I sindacati replicano oggi a Zecchi: «Condividiamo col presidente Zecchi le parole sul Muse quale luogo in cui scienza, cultura e formazione dovrebbero guidare e illuminare le forme di convivenza e, aggiungiamo noi, le tutele dei diritti del lavoro e la crescita, per questo contiamo sul suo sostegno per superare definitivamente una situazione che contrasta plasticamente questo assunto.

A differenza di quanto abbiamo potuto leggere nel comunicato del Muse che, in buona sostanza, oltre ad autoassolversi da qualsivoglia responsabilità derubricava le ragioni degli abbandoni di oltre 120 persone - con rapporto di lavoro a tempo indeterminato! - all’esigenza individuale di collocazione in altri enti più gratificanti e remunerativi anziché ammettere il fallimento di una politica del personale che si lascia sfuggire fior di professionisti (dopo aver investito sulla loro formazione) perché non si è in grado e/o non si vuole garantire loro una conciliazione minima e necessaria tra tempi vita/lavoro e/o la possibilità di altri lavori part time per arrivare a fine mese, le parole del presidente Zecchi sulla necessità di aprire un tavolo di confronto per trovare soluzioni condivise sono apprezzabili perché riconoscono il problema e aprono al dialogo.

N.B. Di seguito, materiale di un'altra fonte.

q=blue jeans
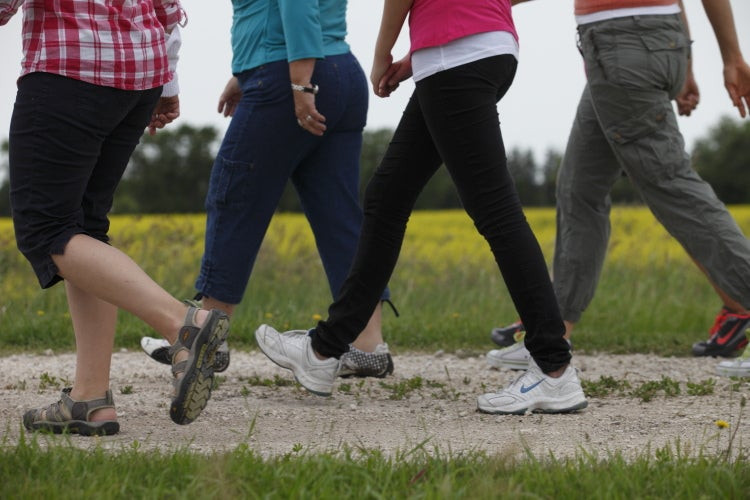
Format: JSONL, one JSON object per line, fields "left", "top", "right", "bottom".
{"left": 196, "top": 52, "right": 388, "bottom": 305}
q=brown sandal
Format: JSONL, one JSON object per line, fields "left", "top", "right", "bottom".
{"left": 169, "top": 306, "right": 230, "bottom": 425}
{"left": 23, "top": 387, "right": 119, "bottom": 436}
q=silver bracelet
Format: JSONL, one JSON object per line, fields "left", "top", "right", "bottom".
{"left": 291, "top": 83, "right": 319, "bottom": 95}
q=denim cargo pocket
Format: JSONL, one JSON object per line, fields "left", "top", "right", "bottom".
{"left": 206, "top": 154, "right": 255, "bottom": 207}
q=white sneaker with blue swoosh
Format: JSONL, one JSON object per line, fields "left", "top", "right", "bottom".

Non vorremmo però, e non lo pensiamo, che si tratti di parole di circostanza visto che il CdA tempestivamente chiarisce che la gestione del personale non è affar suo ma della direzione, alimentando il gioco dello scaricabarile già ampiamente praticato in questi anni tra Muse e Cooperative.

Siamo a un punto di non ritorno: il personale è sfiduciato e ha affidato alla Fp Cgil la valutazione di una vertenza anche legale per il riconoscimento giuridico ed economico dei diritti palesemente violati in questi anni, a partire dall’indennità di appalto all’orario di lavoro sino all’uso arbitrario di ferie e permessi per il completamento dell’orario. Questo per il passato e il presente.

Per il futuro non ci sono altre strade che la reinternalizzazione di tutti i servizi del Muse oggi in appalto, l’applicazione corretta del Ccpl, la valorizzazione del personale, formazione, riqualificazione, contrattazione dell’orario di lavoro. Il concorso in atto è solo un primo – positivo – segnale, per il quale la Fp Cgil si è a lungo battuta in questi anni. Ma non basta, bisogna proseguire su questa strada per garantire alle lavoratrici e ai lavoratori il giusto riconoscimento del valore del proprio lavoro grazie al quale, evidentemente, il Muse continua ad assicurare attrattività a tutto il territorio.

Auspichiamo che il presidente Zecchi possa condividere e sostenere autorevolmente questa prospettiva».